Portrait of an older mother and daughter

Helping loved ones with hearing loss

Age-related hearing loss (presbycusis) is one of the most common senior health conditions, affecting approximately one in three adults in the U.S. between the ages of 65 and 74. This type of gradual hearing loss can impact nearly every aspect of life, making it difficult for older adults to understand instructions, hear alarms or doorbells, and follow conversations with family and friends.

Unfortunately, it’s not always easy to detect the signs of age-related hearing loss. More often than not, behavioral changes will indicate a senior parent or loved one has a hearing issue. For example, you may notice that an older loved one has trouble understanding conversations or suddenly avoids social settings with large groups of people.

How do you know when you should be concerned about a senior parent or loved one’s hearing?

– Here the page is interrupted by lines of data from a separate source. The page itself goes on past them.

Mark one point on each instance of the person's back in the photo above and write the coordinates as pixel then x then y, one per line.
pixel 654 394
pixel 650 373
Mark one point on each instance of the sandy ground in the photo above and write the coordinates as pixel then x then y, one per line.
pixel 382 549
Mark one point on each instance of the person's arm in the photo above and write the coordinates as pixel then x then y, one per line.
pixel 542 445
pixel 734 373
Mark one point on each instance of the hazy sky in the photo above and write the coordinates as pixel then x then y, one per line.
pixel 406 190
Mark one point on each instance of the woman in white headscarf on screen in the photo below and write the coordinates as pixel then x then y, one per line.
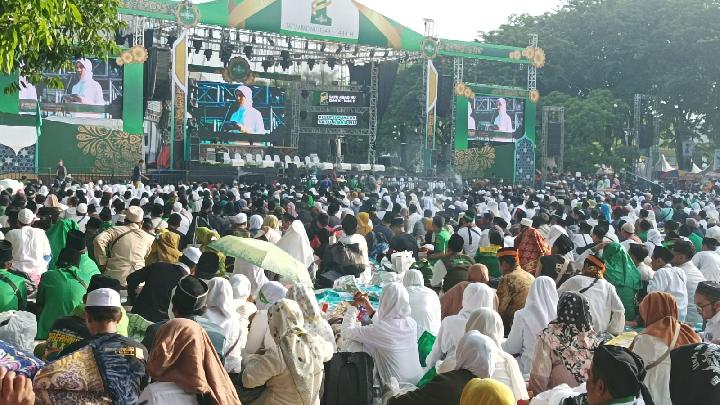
pixel 503 122
pixel 540 308
pixel 87 90
pixel 246 117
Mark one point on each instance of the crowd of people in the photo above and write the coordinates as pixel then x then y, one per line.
pixel 489 295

Watch for these common signs of age-related hearing loss.

  • Frequently asking others to repeat themselves
  • Setting television or radio volume very loud
  • Trouble hearing in environments with a lot of background noise, such as restaurants
  • Difficulty hearing high-pitched sounds
  • Misunderstanding what others say
  • Complaining that others seem to mumble
  • Dizziness, pain, or ringing in the ears
  • Noticeable negative changes in personality, such as depression, irritability, decreased extraversion, and loneliness.

If you notice these or other signs of hearing loss in your senior loved one, ask them to make an appointment with their audiologist to ensure they receive a proper diagnosis and treatment. With proper treatment, seniors with hearing loss can often maintain their independence for longer.

If a hearing issue isn’t diagnosed and treated, it can actually damage parts of the brain related to hearing. In fact, research finds that adults who have untreated hearing loss experience cognitive decline at a rate of 30 to 40 percent faster than adults without hearing loss.

There are several reasons why researchers think hearing loss may be linked to cognitive decline:

  1. Cognitive overload – As hearing becomes impaired, the brain has to work harder to compensate and focus on hearing. This may result in a decline in cognitive health.
  2. Social isolation – Untreated hearing loss may cause seniors to avoid socializing with others, which is recognized as a risk factor for dementia.
  3. Brain atrophy – Without enough stimulation to the areas of the brain related to hearing, certain structures of brain cells may shrink.

Encourage your senior parent or loved one to schedule an annual hearing exam to detect any potential hearing issues. With early intervention, hearing loss can be treated, helping your older loved one protect their independence and improve their overall quality of life.